Change scoring_uri for ClusterIP inferenceRouterServiceType
Opened this issue · 0 comments
When the ML extension is installed with ClusterIP set for inferenceRouterServiceType, the OnlineEndpoint seems to be building the scoring URI with the azureml-fe service's cluster IP, which is completely inaccessible outside the cluster if you use kubenet. This breaks the "Test" functionality on an Azure ML endpoint and the "az ml online-endpoint invoke" command, both of which try to use that internal ClusterIP.
OnlineEndpoint status
status:
...
scoringUri: http://10.0.227.236/api/v1/endpoint/dev-rec-ab/score
Azure CLI Invoke and Error
$ az ml online-endpoint invoke --name <endpoint-name> \
--resource-group <workspace-rg> \
--workspace-name <workspace-name> \
--deployment-name "green" \
--request-file "sample_request.json"
cli.azure.cli.core.azclierror: (<urllib3.connection.HTTPConnection object at 0x7fc1dfebbee0>, 'Connection to 10.0.227.236 timed out. (connect timeout=300)')
Is there not any way to set or override this URI? I dug through the documentation, but the only relevant text I could find in regards to cluster IP and nodeport configurations are here Key considerations for AzureML extension deployment:
- Type NodePort. Exposes azureml-fe on each Node's IP at a staic port. You'll be able to contact azureml-fe, from outside of cluster, by requesting :. Using NodePort also allows you to setup your own load balancing solution and SSL termination for azureml-fe.
- Type ClusterIP. Exposes azureml-fe on a cluster-internal IP, and it makes azureml-fe only reachable from within the cluster. For azureml-fe to serve inference requests coming outside of cluster, it requires you to setup your own load balancing solution and SSL termination for azureml-fe.
I've configured an Istio ingress controller to pass external requests along to the azureml-fe service as my own load balancing solution, and that is working fine.

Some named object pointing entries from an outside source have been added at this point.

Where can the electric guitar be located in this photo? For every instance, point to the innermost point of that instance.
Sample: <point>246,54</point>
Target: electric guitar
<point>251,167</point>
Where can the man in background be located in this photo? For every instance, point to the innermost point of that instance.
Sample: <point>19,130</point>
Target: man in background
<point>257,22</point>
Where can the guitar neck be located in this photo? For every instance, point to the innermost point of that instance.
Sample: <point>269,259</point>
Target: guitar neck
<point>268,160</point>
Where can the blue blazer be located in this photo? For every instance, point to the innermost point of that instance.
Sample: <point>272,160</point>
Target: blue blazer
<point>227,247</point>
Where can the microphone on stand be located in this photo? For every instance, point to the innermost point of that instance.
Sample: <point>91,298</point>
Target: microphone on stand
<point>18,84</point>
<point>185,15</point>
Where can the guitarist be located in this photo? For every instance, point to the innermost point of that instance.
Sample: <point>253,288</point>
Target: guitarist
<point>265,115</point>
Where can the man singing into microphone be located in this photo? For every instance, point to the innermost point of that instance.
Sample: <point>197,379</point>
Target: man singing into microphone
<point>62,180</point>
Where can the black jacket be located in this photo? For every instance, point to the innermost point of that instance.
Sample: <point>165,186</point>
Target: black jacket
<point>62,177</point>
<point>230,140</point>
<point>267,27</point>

The rest of the documentation is written specifically for the LoadBalancer type, ignoring these other options. I tried setting a "scoring_uri" parameter in my endpoint.yaml, but it was ignored. I also dug through the configmaps in the azureml namespace, but saw no reference of it. I assume it is pulling it from the azureml/azureml-fe
service directly. Is there really no way to override this? I want it to use the IP address I've configured on the ingress which is actually accessible, not the internal cluster IP. I'm having a hard time believing the only way to expose inference endpoints externally without crippling the earlier mentioned problems hasn't already been accounted for, but I can't seem to track down a solution.